Dining and Restaurants in Tuscany
A visitor to Tuscany may feel like the only person ever to tread down its winding country roads, through villages so small they would disappear were he or she to blink. From the much-loved towns of Lucca and San Gimignano, to the renowned cities of Siena and Florence, to the rolling hills of Chianti, here lies some of the best cuisine in the world. Enjoy relaxing lunches in charming trattorias featuring well-known specialties or, even better, in small cafés where the menu is handwritten and no one even speaks English. Following are a few of our recommendations:
Trattoria Chiribiri, in the town center, for the osso bucca ~ a delicious lamb shank served in a light broth covered with fresh peas.
Ristorante Puccini for the Food Fantasia, a fixed three-course meal ~ seafood mousse, followed by a plate of raw shrimp, then sea bass baked whole surrounded by artichokes and tomatoes and drizzled with olive oil.
Villa San Michele, overlooking the city of Florence, for a relaxing al fresco lunch of Parma ham with melon, fresh salad and grilled chicken with rosemary.
Throughout Italy's history, more than anywhere else in the world, the emotions and rituals associated with food and wine are integral to the country's traditions and customs and are part of the Italian way of life. Most Italian meals consist of primo (pasta or rice), secondo (meat or fish), and contorno (vegetables or salad).

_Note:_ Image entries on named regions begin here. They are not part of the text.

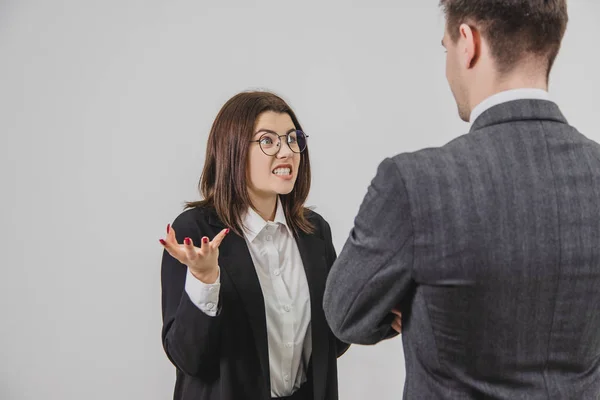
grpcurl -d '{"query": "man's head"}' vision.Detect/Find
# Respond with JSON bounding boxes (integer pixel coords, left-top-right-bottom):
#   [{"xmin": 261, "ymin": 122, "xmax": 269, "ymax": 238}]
[{"xmin": 440, "ymin": 0, "xmax": 568, "ymax": 121}]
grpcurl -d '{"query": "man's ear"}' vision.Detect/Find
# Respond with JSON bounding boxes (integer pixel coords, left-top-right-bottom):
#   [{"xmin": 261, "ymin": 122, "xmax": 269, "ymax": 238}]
[{"xmin": 458, "ymin": 24, "xmax": 481, "ymax": 69}]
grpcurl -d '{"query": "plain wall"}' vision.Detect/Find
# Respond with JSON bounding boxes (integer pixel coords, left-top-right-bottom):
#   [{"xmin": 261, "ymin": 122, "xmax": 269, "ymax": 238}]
[{"xmin": 0, "ymin": 0, "xmax": 600, "ymax": 400}]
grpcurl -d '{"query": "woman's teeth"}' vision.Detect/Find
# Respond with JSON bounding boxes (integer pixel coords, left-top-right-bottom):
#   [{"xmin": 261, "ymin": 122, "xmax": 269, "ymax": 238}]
[{"xmin": 273, "ymin": 168, "xmax": 292, "ymax": 175}]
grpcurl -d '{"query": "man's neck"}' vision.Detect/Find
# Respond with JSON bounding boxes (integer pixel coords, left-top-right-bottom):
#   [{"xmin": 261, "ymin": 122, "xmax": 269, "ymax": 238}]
[{"xmin": 470, "ymin": 72, "xmax": 548, "ymax": 114}]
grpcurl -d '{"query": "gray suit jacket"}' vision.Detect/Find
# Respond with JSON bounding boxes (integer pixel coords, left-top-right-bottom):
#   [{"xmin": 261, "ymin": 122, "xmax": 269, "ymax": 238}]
[{"xmin": 324, "ymin": 100, "xmax": 600, "ymax": 400}]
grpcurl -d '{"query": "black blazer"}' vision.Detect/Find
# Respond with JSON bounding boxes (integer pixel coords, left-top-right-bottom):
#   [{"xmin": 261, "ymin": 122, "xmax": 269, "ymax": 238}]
[{"xmin": 161, "ymin": 208, "xmax": 349, "ymax": 400}]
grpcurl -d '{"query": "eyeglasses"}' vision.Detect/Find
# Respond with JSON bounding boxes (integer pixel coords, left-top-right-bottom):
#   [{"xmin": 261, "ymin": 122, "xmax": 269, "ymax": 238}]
[{"xmin": 250, "ymin": 130, "xmax": 308, "ymax": 157}]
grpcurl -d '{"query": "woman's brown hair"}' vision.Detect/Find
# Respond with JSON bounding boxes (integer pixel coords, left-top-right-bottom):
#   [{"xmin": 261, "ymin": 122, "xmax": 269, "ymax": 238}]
[{"xmin": 186, "ymin": 91, "xmax": 313, "ymax": 235}]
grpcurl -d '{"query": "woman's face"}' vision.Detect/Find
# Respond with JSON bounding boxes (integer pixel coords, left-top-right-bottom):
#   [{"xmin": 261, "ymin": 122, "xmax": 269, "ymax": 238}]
[{"xmin": 248, "ymin": 111, "xmax": 300, "ymax": 199}]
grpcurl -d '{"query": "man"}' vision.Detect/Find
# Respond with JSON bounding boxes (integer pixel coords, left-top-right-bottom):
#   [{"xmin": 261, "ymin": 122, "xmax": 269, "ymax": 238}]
[{"xmin": 324, "ymin": 0, "xmax": 600, "ymax": 400}]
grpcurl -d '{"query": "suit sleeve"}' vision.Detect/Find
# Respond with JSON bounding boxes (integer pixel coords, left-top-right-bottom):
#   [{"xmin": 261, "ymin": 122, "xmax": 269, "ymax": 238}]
[
  {"xmin": 323, "ymin": 158, "xmax": 415, "ymax": 345},
  {"xmin": 321, "ymin": 216, "xmax": 350, "ymax": 357},
  {"xmin": 161, "ymin": 212, "xmax": 222, "ymax": 378}
]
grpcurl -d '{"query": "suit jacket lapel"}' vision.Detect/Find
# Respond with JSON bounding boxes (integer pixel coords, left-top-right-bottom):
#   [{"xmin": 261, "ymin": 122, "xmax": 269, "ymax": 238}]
[
  {"xmin": 296, "ymin": 232, "xmax": 329, "ymax": 400},
  {"xmin": 209, "ymin": 215, "xmax": 271, "ymax": 394}
]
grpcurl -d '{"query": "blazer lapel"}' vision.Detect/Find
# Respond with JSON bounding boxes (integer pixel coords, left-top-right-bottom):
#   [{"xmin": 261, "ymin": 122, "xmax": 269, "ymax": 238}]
[
  {"xmin": 296, "ymin": 232, "xmax": 329, "ymax": 400},
  {"xmin": 209, "ymin": 215, "xmax": 271, "ymax": 393}
]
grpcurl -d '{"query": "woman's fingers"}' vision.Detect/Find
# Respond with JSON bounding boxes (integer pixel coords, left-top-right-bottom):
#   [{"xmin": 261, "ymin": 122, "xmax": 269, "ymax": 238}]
[
  {"xmin": 200, "ymin": 236, "xmax": 210, "ymax": 256},
  {"xmin": 210, "ymin": 228, "xmax": 229, "ymax": 249},
  {"xmin": 183, "ymin": 238, "xmax": 198, "ymax": 261},
  {"xmin": 392, "ymin": 317, "xmax": 402, "ymax": 333},
  {"xmin": 392, "ymin": 308, "xmax": 402, "ymax": 333}
]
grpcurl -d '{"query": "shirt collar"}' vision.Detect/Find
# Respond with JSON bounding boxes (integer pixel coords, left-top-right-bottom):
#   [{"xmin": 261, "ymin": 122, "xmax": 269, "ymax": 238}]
[
  {"xmin": 469, "ymin": 88, "xmax": 550, "ymax": 125},
  {"xmin": 243, "ymin": 196, "xmax": 289, "ymax": 242}
]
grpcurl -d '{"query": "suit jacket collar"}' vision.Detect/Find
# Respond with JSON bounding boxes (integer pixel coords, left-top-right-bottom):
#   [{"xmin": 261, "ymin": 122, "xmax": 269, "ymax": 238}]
[
  {"xmin": 209, "ymin": 211, "xmax": 330, "ymax": 400},
  {"xmin": 470, "ymin": 99, "xmax": 567, "ymax": 133}
]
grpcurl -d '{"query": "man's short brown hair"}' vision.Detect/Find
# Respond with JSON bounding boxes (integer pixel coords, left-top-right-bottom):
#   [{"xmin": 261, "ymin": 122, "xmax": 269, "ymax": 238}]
[{"xmin": 440, "ymin": 0, "xmax": 569, "ymax": 74}]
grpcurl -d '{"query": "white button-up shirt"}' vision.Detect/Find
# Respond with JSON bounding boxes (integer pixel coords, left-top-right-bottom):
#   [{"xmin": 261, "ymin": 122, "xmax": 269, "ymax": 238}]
[{"xmin": 185, "ymin": 200, "xmax": 312, "ymax": 397}]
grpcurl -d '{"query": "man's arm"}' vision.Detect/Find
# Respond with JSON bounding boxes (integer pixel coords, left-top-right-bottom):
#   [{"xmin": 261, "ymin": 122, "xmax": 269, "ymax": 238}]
[{"xmin": 323, "ymin": 158, "xmax": 414, "ymax": 344}]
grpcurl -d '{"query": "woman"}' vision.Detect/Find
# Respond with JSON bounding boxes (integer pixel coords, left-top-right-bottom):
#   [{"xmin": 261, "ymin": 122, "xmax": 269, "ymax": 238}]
[{"xmin": 161, "ymin": 92, "xmax": 349, "ymax": 400}]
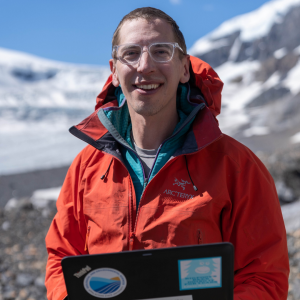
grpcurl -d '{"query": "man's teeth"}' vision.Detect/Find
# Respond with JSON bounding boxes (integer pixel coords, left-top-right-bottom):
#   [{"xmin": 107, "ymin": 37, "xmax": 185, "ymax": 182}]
[{"xmin": 136, "ymin": 84, "xmax": 159, "ymax": 90}]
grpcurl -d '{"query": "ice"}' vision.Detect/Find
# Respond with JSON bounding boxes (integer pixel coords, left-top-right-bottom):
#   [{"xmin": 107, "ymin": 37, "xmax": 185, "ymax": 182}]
[
  {"xmin": 0, "ymin": 48, "xmax": 110, "ymax": 175},
  {"xmin": 188, "ymin": 0, "xmax": 300, "ymax": 55},
  {"xmin": 281, "ymin": 201, "xmax": 300, "ymax": 233},
  {"xmin": 283, "ymin": 60, "xmax": 300, "ymax": 95},
  {"xmin": 274, "ymin": 48, "xmax": 287, "ymax": 59},
  {"xmin": 244, "ymin": 126, "xmax": 270, "ymax": 137},
  {"xmin": 290, "ymin": 132, "xmax": 300, "ymax": 144},
  {"xmin": 31, "ymin": 187, "xmax": 61, "ymax": 208}
]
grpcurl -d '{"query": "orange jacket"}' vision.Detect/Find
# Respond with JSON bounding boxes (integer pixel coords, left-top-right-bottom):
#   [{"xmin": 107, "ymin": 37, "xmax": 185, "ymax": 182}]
[{"xmin": 46, "ymin": 57, "xmax": 289, "ymax": 300}]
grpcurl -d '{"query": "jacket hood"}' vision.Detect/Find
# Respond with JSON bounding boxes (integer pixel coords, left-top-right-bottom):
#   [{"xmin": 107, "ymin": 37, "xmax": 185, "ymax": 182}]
[
  {"xmin": 69, "ymin": 56, "xmax": 223, "ymax": 155},
  {"xmin": 95, "ymin": 56, "xmax": 223, "ymax": 117}
]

Tuscan food is simple yet simultaneously rich, based on the purity of the ingredients. Most dishes incorporate olives and olive oil. Vegetables such as fagioli (beans) and tomatoes are prevalent; an invigorating summer salad is panzanella, consisting of fresh tomatoes, onion, garlic, bread soaked in garlic and a garnish of fresh basil. There are delicious local meat dishes as well, mostly grilled. Bistecca alla Fiorentina, a melt-in-your-mouth steak entré flavored with spinach and grilled over aromatic charcoal, is perhaps the most popular. Cinghiale (wild boar) is another staple, as is arista (roast pork). Two great Tuscan seafood specialities include cacciucco (fish chowder) and triglie alla livornese (red mullet cooked with tomatoes and oil). Finally, everybody makes it a point to order ribollita. This stew—with an endless if eclectic list of ingredients including vegetables drizzled with fresh olive oil—is perhaps the most satisfyingly Tuscan dish there is.
Tuscan wine is one the region's more vital ingredients, not surprising given the amount of countryside consumed by vineyards—most of which are dominated by the popular Sangiovese grape. Great red wines include Chianti Classico, Brunello di Montalcino, and Vino Nobile di Montepulciano. A hearty Tuscan white wine is Vernaccia di San Gimignano. Major Chianti labels include Rocca delle Macie, Ruffino, Il Palazzino, Antinori, Badia a Coltibuono, Castello di Ama, Castello di Rampolla, Fattoria Selvapiana, Brolio, Felsina Berardenga, Isole e Olena, Monte Vertine, Riecine, and Tenuta Fontodi. Major Brunello di Montalcino labels include Argiano, Villa Banfi, Il Poggione, Castelgiocondo, Altesino, Caparzo, and Costanti. Vino Nobile di Montepulciano labels include Avignonesi, Le Casalte, and Poliziano.